Offshore Drilling Activity
5% withholding tax as from January 1rst 2016 on the gains derived by a non-resident person with no PE (permanent establishment) in Cyprus from services provided in Cyprus in relation to exploration or use or extraction of the continental shelf, including the establishment/use of pipelines and/or other ground or surface or seabed installations.
IP (Intellectual Property Rights)
The new upcoming Cyprus IP law will be aligned with the nexus approach in accordance with OECD Action 5 issued to comply with BEPS. The previous I.P Box does not apply anymore.
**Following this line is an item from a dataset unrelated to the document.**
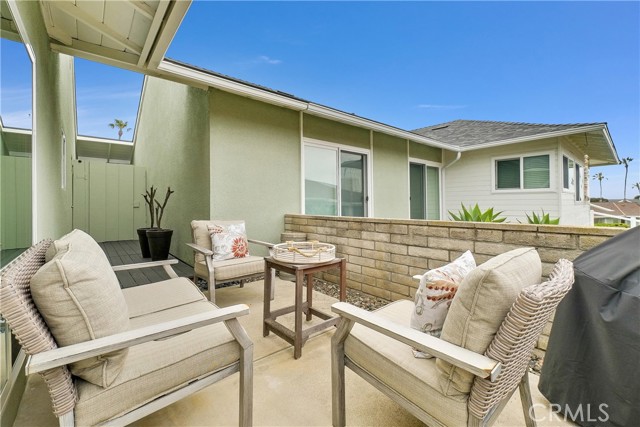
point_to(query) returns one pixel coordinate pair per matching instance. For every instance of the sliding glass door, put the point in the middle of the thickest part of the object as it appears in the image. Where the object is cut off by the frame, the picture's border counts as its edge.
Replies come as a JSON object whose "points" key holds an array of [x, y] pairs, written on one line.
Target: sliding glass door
{"points": [[424, 191], [335, 181]]}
Innovation Company Expenses
R&D (research and development) expenses of innovation companies & expenses for acquisition of shares in innovation companies will be deducted from taxable income.
Entertainment business expenses are tax deductible with the exception of a 1% tax on gross income that cannot exceed € 17086.
No Estate Duty / Inheritance Tax
No exit tax
Stamp Duty applies to contracts, documents, etc. which relate to assets in Cyprus irrespective of whether or not these were signed in Cyprus. Transactions related to reorganizations and contracts relating to assets or business outside Cyprus are exempted from stamp duty.
The Standard rate of VAT in Cyprus as of January 2014 is 19%, with a reduced rate of 9% for matters related to restaurant services, tourism and transportation, a reduced rate of 5% on the construction or acquisition of residential property in Cyprus used as primary or permanent residence by locals or foreigners whether residents or non-residents of Cyprus, a reduced rate of 5% or 0% rate for various product supplies, and exemption on financial services, hospital and medical services, postal services, insurance services, rental of immovable property and disposal of immovable property where the application for building permission was submitted prior to 01/05/2004. Added value tax is imposed on the provision of goods and services in Cyprus as well as on the importation of goods into Cyprus.